The following are 10 points to consider from this review:

1. As DNA sequencing costs continue to decrease, screening for informative DNA variants in patients who may be at risk for a particular disease is becoming increasingly feasible. Screening for fibrillin (FBN)-1 gene variants may aid in the management of patients at risk for aortic diseases.

2. Mutations in the FBN-1 gene are associated with Marfan syndrome and other aortic diseases. The mechanisms responsible for FBN-1 effects on aortic diseases are complex and vary with specific mutations.

3. Most aneurysmal thoracic aortic disease is sporadic; however, 19% of subjects with a thoracic aorta dissection have an affected first-degree relative. A genome-wide association study (GWAS) of patients with sporadic thoracic aortic aneurysm (TAA) and dissection identified five significant single nucleotide polymorphism associations, all of which were in the region of the FBN-1 locus.

4. Bicuspid aortic valve (BAV) is the most common congenital heart defect occurring in 1-2% of the general population, and is associated with TAAs/dissection and Marfan syndrome. GWAS have implicated the FBN-1 locus in TAAs associated with BAV.

5. Marfan syndrome is an autosomal-dominant systemic disorder of connective tissue with prevalence of 1 per 5,000. By 60 years of age, 96% of Marfan syndrome patients develop ascending aortic dilatation, and 74% will either suffer dissection or undergo surgery.

6. FBN-1 mutations responsible for Marfan syndrome are distributed throughout the gene, but the most prevalent are missense mutations affecting a calcium binding endothelial growth factor domain. Identification of FBN-1 mutations may aid in the diagnosis of Marfan syndrome when equivocal phenotypes are present.

7. Transforming growth factor-beta (TGF-β) activation appears to play a critical role in Marfan syndrome since FBN-1 is a regulator of TFG-β activity and mutations in receptors for TGF-β are sufficient to cause Marfan syndrome.

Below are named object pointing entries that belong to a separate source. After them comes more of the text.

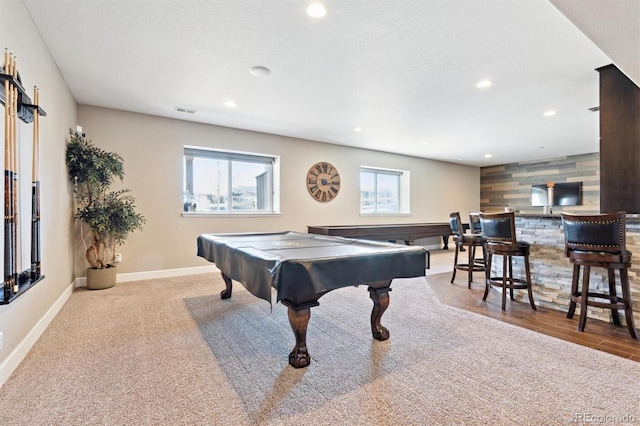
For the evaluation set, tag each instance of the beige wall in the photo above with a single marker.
(23, 319)
(152, 150)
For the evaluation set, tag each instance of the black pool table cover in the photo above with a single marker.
(298, 265)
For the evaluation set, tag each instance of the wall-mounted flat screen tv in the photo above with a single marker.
(564, 194)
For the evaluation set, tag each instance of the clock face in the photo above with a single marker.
(323, 182)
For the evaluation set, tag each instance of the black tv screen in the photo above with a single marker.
(564, 194)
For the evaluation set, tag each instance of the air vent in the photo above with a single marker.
(186, 110)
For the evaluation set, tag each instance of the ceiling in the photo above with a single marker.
(402, 71)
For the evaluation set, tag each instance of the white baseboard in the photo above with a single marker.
(149, 275)
(17, 355)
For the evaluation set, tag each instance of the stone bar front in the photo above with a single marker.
(551, 270)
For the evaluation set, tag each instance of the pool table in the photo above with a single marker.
(303, 267)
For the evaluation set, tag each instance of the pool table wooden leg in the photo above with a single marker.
(380, 297)
(226, 293)
(299, 319)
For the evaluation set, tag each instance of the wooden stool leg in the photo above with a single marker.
(574, 290)
(472, 253)
(455, 263)
(612, 294)
(585, 296)
(529, 285)
(511, 277)
(626, 296)
(487, 276)
(504, 279)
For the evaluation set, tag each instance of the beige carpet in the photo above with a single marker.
(171, 352)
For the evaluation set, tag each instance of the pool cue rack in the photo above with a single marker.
(18, 105)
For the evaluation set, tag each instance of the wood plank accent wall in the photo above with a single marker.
(510, 184)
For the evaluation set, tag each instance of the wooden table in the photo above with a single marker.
(408, 232)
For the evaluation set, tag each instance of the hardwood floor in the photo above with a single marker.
(598, 335)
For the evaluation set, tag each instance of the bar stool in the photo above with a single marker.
(470, 241)
(474, 223)
(499, 233)
(600, 241)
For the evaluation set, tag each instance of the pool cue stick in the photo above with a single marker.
(8, 185)
(17, 255)
(35, 192)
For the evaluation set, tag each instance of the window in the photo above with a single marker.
(381, 191)
(229, 182)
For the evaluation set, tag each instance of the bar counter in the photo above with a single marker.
(551, 270)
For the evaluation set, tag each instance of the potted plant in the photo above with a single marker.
(109, 215)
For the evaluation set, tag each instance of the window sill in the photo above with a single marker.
(238, 215)
(386, 214)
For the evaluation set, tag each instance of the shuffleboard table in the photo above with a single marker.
(407, 232)
(303, 267)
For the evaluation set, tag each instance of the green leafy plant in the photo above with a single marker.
(110, 215)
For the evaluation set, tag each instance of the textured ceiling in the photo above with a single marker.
(403, 71)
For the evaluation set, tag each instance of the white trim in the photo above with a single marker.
(15, 358)
(149, 275)
(164, 273)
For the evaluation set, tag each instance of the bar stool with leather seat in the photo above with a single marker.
(474, 223)
(470, 241)
(499, 233)
(598, 241)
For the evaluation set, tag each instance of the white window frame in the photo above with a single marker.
(271, 186)
(404, 191)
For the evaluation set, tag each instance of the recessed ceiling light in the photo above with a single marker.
(186, 110)
(316, 10)
(259, 71)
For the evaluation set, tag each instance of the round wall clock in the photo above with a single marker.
(323, 182)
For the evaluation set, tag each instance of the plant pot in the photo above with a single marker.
(98, 279)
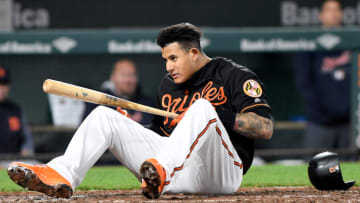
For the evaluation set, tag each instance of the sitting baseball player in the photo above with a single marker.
(207, 149)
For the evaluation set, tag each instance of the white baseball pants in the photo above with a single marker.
(198, 156)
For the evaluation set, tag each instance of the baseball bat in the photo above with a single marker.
(76, 92)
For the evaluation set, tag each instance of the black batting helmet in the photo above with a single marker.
(325, 173)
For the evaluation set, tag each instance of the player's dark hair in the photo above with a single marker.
(186, 34)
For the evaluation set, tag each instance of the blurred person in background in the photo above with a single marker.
(15, 136)
(323, 79)
(123, 83)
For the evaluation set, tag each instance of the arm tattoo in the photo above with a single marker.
(254, 126)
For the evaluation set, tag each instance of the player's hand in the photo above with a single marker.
(176, 120)
(123, 112)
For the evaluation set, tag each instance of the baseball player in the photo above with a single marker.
(207, 149)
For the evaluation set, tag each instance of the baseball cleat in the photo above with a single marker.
(40, 178)
(153, 177)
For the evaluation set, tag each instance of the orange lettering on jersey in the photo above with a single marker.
(14, 123)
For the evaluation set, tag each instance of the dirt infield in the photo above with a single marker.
(264, 194)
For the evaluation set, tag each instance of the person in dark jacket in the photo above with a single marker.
(123, 83)
(323, 79)
(15, 136)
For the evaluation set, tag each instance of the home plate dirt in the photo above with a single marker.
(258, 194)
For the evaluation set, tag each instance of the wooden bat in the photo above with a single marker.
(93, 96)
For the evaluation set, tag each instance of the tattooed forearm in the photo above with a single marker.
(253, 126)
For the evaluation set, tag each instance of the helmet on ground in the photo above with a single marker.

8. Blockade of angiotensin 2 receptor type 1 (AT1) with losartan reduced TGF-β signaling and reduced aneurysm formation in murine models of Marfan syndrome. Treatment with losartan has shown to be effective in a small pediatric population with Marfan syndrome, although larger studies are needed.

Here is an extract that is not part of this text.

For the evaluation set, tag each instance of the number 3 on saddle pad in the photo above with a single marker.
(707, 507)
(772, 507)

9. Identification of specific FBN-1 mutations in Marfan patients may identify patients most likely to benefit from angiotensin-receptor blocker treatment.

10. Multiplex genotyping of known sequence variants of FBN-1 can be readily and inexpensively obtained, but are not yet commercially available. Complete FBN-1 gene sequencing will eventually become the standard.